Tsu Chu (China)
Tsu Chu (also spelled as Tsu’Chu or Tsu-Chu) emerged in ancient China as early as 2500 BC. Tsu means “to kick” and Chu may be translated as “a stuffed ball made of leather”.
The aim in Tsu Chu is to kick the ball through an opening into a small net. The net is fixed onto erected bamboo canes. Considering that the opening was about 30 to 40 cm (1 foot) in diameter and remained fixed at about 9 meters (30 feet) above ground, it is presumable that a high level of skill was needed to play.
The game was traditionally played in celebration of the emperor’s birthday. Records claim that during the Ts’in Dynasty (255 BC – 206 BC) a form of Tsu Chu was used for exercise by soldiers. At the time of the Han Dynasty (206 BC – 220 AD) Tsu Chu was played extensively. A war manual from the period mentions Tsu Chu and explains that the game was played using a leather ball filled with feathers and hair.

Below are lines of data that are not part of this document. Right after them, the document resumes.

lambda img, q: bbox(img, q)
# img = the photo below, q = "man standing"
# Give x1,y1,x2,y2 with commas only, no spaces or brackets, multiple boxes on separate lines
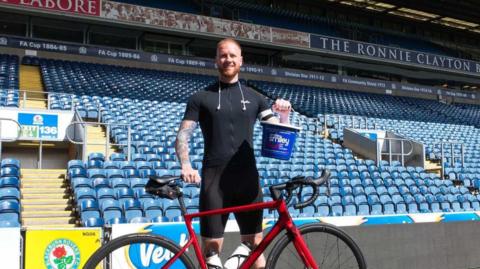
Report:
175,38,291,269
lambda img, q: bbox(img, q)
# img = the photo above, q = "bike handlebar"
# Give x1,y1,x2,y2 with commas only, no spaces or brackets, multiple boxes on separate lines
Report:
147,169,331,209
269,169,330,210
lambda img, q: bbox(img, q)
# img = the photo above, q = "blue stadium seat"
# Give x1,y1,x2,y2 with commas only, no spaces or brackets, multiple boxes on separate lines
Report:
0,177,20,189
123,200,144,221
79,200,101,220
1,159,20,169
101,200,123,221
83,217,105,227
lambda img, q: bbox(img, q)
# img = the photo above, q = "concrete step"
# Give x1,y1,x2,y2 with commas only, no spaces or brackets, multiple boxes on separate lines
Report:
22,216,74,225
21,198,70,205
21,178,65,183
86,140,108,144
425,161,441,175
22,193,69,199
21,188,68,194
22,182,66,188
87,136,105,140
86,147,116,152
86,133,106,137
20,100,46,104
24,224,77,229
87,130,106,134
22,172,64,177
22,175,65,180
86,150,112,155
86,127,103,132
22,169,66,173
22,173,64,177
19,103,47,109
22,178,64,182
22,210,73,218
425,161,441,168
22,204,71,211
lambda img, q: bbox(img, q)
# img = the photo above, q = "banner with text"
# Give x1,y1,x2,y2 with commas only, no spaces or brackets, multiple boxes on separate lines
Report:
311,34,480,75
100,0,479,74
0,0,101,16
0,35,476,100
110,223,200,269
18,112,59,139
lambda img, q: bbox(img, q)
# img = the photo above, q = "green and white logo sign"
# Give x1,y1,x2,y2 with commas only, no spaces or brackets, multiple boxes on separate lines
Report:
44,239,80,269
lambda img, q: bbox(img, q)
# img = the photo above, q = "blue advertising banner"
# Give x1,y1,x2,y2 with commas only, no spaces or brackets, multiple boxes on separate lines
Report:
111,222,200,269
18,113,59,139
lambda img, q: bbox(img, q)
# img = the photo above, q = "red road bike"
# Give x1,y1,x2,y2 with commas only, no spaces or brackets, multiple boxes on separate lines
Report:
84,170,366,268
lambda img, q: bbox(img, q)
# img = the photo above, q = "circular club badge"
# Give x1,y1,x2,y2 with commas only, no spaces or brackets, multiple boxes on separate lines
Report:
44,239,80,269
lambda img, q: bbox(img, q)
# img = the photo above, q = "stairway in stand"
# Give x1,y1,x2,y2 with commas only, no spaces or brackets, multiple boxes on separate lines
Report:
85,124,117,159
425,160,442,176
21,169,76,228
19,65,47,109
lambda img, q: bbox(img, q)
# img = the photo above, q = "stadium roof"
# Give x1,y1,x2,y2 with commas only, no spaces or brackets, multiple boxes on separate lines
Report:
328,0,480,33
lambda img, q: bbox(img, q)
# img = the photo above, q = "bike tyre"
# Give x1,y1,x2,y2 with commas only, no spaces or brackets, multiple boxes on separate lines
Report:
83,233,195,269
266,223,367,269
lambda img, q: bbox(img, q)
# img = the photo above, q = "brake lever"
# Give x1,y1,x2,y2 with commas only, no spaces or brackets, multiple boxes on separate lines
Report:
326,177,331,196
284,187,293,206
297,184,303,203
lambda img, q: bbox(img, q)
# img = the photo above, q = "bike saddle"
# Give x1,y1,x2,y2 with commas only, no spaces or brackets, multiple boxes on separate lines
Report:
145,175,181,199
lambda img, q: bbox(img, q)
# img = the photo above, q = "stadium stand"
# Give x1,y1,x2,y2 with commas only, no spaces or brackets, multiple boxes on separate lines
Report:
5,55,471,226
29,57,215,107
0,52,478,227
13,56,471,226
249,80,480,127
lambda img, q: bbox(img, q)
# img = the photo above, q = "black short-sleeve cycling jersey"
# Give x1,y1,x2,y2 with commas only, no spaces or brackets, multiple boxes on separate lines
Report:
183,81,272,167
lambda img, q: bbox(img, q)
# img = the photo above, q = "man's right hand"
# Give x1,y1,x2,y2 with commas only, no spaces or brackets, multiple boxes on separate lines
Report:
181,165,201,183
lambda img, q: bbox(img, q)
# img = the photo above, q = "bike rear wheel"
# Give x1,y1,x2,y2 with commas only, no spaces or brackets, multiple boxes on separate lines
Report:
83,233,195,269
266,223,366,269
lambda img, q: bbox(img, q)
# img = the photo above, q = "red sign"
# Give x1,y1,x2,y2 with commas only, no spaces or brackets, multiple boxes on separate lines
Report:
0,0,101,16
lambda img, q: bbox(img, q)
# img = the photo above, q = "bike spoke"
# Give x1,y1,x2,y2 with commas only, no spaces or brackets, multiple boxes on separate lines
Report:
267,225,365,269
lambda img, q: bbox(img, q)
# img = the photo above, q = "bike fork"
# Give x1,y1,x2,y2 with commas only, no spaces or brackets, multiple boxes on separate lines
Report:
288,225,319,269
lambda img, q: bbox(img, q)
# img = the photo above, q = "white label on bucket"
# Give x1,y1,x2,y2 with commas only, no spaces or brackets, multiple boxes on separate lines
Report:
269,134,290,147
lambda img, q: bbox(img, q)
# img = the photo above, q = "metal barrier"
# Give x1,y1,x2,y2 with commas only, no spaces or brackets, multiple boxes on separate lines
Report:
435,142,465,179
323,114,372,130
66,121,132,162
0,118,21,160
17,89,77,111
321,114,377,139
376,137,414,167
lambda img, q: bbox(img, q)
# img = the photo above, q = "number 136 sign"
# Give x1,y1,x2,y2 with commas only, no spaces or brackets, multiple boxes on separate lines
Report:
18,113,59,139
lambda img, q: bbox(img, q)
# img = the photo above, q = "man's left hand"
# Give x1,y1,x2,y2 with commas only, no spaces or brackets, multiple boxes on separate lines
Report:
273,99,291,112
272,99,292,123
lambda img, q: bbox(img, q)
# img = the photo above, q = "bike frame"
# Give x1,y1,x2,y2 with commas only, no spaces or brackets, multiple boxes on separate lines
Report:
162,198,319,269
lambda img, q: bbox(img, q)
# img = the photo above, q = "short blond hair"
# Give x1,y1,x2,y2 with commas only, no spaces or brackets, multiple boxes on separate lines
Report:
216,38,242,56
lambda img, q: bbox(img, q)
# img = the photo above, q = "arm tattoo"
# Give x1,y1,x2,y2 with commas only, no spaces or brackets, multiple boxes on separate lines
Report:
175,120,197,167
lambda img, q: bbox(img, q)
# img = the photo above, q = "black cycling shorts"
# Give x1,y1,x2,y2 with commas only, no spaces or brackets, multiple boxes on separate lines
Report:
199,162,263,238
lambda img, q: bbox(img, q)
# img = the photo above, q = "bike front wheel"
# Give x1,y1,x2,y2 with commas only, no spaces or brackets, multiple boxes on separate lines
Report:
266,223,367,269
83,233,195,269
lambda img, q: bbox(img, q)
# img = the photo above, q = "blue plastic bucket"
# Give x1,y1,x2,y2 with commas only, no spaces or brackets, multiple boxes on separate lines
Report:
261,121,301,160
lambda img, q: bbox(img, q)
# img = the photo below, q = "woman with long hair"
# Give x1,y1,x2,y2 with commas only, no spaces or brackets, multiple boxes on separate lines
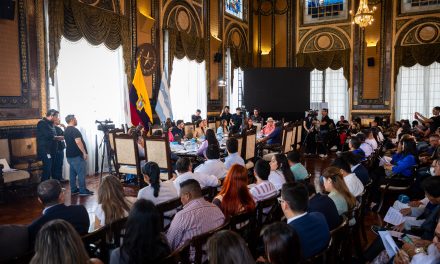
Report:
384,135,417,177
95,175,132,229
322,166,357,216
137,162,178,205
207,230,254,264
110,199,171,264
269,154,295,190
194,119,207,138
213,164,255,219
260,222,302,264
197,128,220,157
30,219,102,264
216,119,229,140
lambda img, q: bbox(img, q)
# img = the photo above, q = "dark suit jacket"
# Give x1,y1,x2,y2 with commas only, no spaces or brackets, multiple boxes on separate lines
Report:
288,212,330,259
308,193,342,230
353,164,370,185
28,203,90,243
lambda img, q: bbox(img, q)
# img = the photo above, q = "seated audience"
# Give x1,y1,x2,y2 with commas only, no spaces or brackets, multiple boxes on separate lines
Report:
349,136,365,159
30,219,102,264
195,144,228,179
262,117,275,136
167,179,225,250
137,162,178,204
95,175,132,229
171,120,185,141
213,164,256,218
260,222,302,264
358,133,374,158
384,135,417,177
269,154,294,191
224,137,245,169
364,128,378,150
219,106,232,124
197,128,219,157
259,121,283,146
194,119,207,138
216,119,229,140
207,230,255,264
280,182,330,259
244,118,256,132
332,157,364,197
286,151,309,181
28,180,89,243
322,167,357,216
192,109,202,124
251,108,263,124
173,157,220,195
110,199,170,264
250,160,277,201
342,151,370,185
307,183,342,230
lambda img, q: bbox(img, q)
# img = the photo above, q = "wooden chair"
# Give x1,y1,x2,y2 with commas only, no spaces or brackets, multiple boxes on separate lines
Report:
305,238,332,264
229,134,244,159
208,121,216,131
106,217,127,250
255,122,262,134
295,123,303,151
256,196,281,230
151,124,164,135
282,125,295,154
82,226,108,263
113,134,143,187
359,180,372,242
343,204,363,258
228,211,257,255
108,128,125,153
328,215,349,263
184,123,195,138
144,135,173,180
242,130,257,169
160,240,191,264
156,197,183,230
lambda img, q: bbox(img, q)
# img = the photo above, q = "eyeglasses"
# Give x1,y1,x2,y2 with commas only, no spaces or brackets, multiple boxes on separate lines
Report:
277,197,285,204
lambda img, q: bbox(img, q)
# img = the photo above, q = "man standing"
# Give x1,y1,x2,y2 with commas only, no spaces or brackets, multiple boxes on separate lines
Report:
219,106,232,124
64,115,93,196
37,109,63,181
51,115,67,183
230,107,243,134
318,108,331,158
191,109,202,123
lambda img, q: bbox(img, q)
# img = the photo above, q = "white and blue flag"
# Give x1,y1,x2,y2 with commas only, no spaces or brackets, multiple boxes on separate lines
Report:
155,71,173,122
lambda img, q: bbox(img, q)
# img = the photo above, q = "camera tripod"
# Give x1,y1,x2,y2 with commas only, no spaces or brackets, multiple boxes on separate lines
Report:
98,129,115,181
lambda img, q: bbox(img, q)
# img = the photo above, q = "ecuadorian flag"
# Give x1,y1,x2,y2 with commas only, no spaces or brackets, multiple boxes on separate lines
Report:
129,60,153,127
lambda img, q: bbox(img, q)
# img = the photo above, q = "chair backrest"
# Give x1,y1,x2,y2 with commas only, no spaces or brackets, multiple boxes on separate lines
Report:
256,196,280,228
144,136,173,180
106,217,128,249
243,130,257,161
8,137,37,160
114,134,140,167
283,125,294,154
156,197,183,230
151,124,164,135
229,134,244,158
215,120,221,130
208,121,216,130
109,128,125,152
255,123,262,134
184,123,195,136
189,221,230,264
160,240,191,264
329,215,349,263
296,123,303,150
82,227,108,263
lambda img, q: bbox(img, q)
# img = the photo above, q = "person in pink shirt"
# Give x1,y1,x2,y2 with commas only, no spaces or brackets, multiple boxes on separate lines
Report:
262,117,275,136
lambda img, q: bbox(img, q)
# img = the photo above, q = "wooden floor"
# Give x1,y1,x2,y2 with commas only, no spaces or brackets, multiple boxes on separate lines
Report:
0,154,384,249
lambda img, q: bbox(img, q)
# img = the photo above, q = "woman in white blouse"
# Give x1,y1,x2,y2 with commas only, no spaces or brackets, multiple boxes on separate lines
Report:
268,154,295,191
137,162,178,205
95,175,132,229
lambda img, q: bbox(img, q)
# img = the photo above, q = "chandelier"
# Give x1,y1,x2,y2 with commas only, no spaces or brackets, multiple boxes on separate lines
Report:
350,0,377,28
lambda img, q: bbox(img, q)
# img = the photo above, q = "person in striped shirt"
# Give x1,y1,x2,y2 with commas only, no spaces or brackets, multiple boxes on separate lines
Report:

Between 300 AD – 600 AD, the Japanese developed a game called Kemari or sometimes called Kenatt. It was played with a deerskin-covered ball about 9-10 inches in diameter and stuffed with sawdust. Eight or less players had to keep the ball from touching the floor by juggling it with their feet and passing it from one another. The playing field used for Kemari was called Kikutsubo. Traditionally, the Kikutsubo is rectangular-shaped with a sapling planted in each corner. The “classic” version supposedly featured four distinct trees: cherry, maple, willow and pine.
The period between the 10th and 16th century was the golden age of Kemari. The game spread to the lower classes and was mentioned in Japanese poetry and writing. One anecdote tells of an emperor who along with his team, kept the ball up for over 1000 kicks. Eyewitnesses claim that the ball “seemed suspended, hanging in the sky”. Afterwards, the ball was retired and given a high court rank by the emperor himself.
Around the 13th or 14th century a specific Kemari outfit was introduced, a vivid long-sleeved uniform based on the hitatare. The game of Kemari is still played today in Japan by enthusiasts who want to preserve the tradition.